The system has been up and running since Dec. 30, said Rick Binetti, a state corrections spokesman. The facility has been tweaking it since then.
O'Malley's proposed budget for the next fiscal year includes money to install similar systems at two more Baltimore corrections facilities. The Metropolitan Transition Center already has one in place, Binetti said.
Binetti said Maryland's corrections facilities started having a cellphone problem in the early 2000s as the devices became smaller and easier to smuggle in. The state started cracking down in 2007, when it confiscated 741 phones from inmates.

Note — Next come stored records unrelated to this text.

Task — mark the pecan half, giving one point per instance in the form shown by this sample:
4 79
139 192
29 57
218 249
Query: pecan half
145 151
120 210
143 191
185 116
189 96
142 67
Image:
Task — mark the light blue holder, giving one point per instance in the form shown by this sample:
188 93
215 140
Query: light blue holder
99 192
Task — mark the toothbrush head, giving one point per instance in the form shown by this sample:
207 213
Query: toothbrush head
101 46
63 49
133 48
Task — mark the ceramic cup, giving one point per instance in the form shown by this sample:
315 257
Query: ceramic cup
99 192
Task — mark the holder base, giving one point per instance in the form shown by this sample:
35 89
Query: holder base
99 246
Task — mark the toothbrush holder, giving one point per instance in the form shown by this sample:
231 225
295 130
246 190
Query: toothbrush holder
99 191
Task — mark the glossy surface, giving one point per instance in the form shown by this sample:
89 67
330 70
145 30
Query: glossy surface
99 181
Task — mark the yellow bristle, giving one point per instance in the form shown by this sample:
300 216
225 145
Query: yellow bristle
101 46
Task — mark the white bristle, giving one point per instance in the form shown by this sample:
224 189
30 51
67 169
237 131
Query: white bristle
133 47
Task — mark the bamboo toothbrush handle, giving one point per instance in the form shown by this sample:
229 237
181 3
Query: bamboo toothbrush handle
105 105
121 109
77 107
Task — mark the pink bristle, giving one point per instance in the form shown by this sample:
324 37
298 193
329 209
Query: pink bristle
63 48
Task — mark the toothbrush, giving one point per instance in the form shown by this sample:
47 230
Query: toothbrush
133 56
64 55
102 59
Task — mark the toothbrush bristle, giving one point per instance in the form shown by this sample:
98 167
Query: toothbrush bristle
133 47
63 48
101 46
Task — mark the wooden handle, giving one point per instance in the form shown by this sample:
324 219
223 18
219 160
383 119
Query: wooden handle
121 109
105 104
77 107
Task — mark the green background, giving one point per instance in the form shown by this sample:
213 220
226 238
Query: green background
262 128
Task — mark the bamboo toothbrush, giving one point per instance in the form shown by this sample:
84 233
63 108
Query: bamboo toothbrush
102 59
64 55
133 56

It took 1,658 in 2009, but the problem has decreased since then, he said. Last year, guards collected fewer than 1,000 phones.
The state tried several years ago to get permission to jam all cellphone use in the jail, but the federal government does not allow state facilities to do this, Binetti said.
It settled on a "managed access'' system instead, which blocks calls selectively, based on the number the call comes from.
The Hanover company Tecore Networks designed and built this system. It installed the first system at the Metropolitan Transition Center in 2012 and tested it in 2013, Binetti said.
Binetti said assaults against corrections staff have dropped by 60 percent since the state started enforcing cellphone policies in 2007.